Synthesis, crystal structure, cytotoxic activities and DNA-binding properties of new binuclear copper(II) complexes bridged by N,N′-bis(N-hydroxyethylaminoethyl)oxamide

Abstract

Two new micro-oxamido-bridged binuclear copper(II) complexes with formulae of [Cu(2)(heae)(pic)(2)] (1) and [Cu(2)(heae)(Me(2)phen)(2)](ClO(4))(2).H(2)O (2), where heae and pic stand for the anion of N,N'-bis(N-hydroxyethylaminoethyl)oxamide and 2,4,6-trinitrophenol, respectively, and Me(2)phen represents 2,9-dimethyl-1,10-phenanthroline; have been synthesized and characterized by elemental analyses, molar conductivity measurements, IR and electronic spectra studies. The crystal structures of the two binuclear copper(II) complexes have been determined by X-ray single-crystal diffraction.
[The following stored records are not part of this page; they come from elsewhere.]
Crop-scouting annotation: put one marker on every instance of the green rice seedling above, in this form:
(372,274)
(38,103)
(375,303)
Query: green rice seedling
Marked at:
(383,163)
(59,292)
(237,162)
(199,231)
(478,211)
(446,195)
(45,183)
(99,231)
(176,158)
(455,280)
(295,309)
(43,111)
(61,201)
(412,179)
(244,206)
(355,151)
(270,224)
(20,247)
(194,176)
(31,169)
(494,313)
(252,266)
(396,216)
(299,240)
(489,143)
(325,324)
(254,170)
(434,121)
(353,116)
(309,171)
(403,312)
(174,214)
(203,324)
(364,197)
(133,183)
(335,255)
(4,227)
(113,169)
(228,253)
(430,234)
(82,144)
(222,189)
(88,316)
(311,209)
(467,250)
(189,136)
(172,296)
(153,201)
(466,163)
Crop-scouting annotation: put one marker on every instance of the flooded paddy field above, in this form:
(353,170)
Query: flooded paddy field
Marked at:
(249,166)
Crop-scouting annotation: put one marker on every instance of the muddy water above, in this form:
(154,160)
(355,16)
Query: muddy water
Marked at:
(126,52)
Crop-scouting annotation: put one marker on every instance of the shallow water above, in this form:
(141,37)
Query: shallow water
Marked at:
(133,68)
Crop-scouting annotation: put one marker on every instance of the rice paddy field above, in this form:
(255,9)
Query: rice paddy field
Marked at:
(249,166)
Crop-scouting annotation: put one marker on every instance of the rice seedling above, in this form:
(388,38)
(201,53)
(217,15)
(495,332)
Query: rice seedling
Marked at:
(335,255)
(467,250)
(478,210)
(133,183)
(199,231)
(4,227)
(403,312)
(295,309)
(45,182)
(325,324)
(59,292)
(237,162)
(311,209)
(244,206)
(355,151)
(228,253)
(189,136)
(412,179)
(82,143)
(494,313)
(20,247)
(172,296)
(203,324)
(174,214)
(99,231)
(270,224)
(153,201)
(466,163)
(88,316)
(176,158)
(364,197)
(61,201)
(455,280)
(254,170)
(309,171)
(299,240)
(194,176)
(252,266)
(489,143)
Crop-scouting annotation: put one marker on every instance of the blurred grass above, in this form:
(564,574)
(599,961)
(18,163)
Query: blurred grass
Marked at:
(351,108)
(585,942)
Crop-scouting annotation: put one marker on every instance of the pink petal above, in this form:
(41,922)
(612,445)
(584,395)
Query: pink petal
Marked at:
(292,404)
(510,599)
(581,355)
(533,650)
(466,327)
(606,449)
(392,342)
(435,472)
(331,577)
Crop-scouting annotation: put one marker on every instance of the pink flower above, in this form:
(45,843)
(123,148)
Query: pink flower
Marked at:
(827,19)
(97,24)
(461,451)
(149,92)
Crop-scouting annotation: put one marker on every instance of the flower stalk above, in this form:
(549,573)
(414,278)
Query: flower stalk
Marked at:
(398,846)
In both the two binuclear complexes the central two copper(II) atoms are bridged by trans-heae. In complex 1 the coordination environment around each copper(II) atom can be described as a distorted octahedral geometry, while in complex 2 each copper(II) atom displays a square-pyramid stereochemistry. Hydrogen bonding and pi-pi stacking interactions link the binuclear copper(II) complex 1 or 2 into a 3D infinite network. The cytotoxicities of the two binuclear copper(II) complexes were tested by Sulforhodamine B (SRB) assays against human hepatocellular carcinoma cell SMMC-7721 and human lung adenocarcinoma cell A549. Both of the two binuclear copper(II) complexes exhibit potent cytotoxic effects against SMMC-7721 and A549 cell lines. The interactions of the two binuclear complexes with herring sperm DNA (HS-DNA) are investigated by using absorption and emission spectra and electrochemical techniques and viscometry. The results suggest that both the two binuclear copper(II) complexes interact with HS-DNA in the mode of intercalation with the intrinsic binding constants of 1.73x10(5)M(-1) (1) and 1.92x10(6)M(-1) (2). The influence of structural variation of the terminal ligands in the binuclear complexes on DNA-binding properties is preliminarily discussed.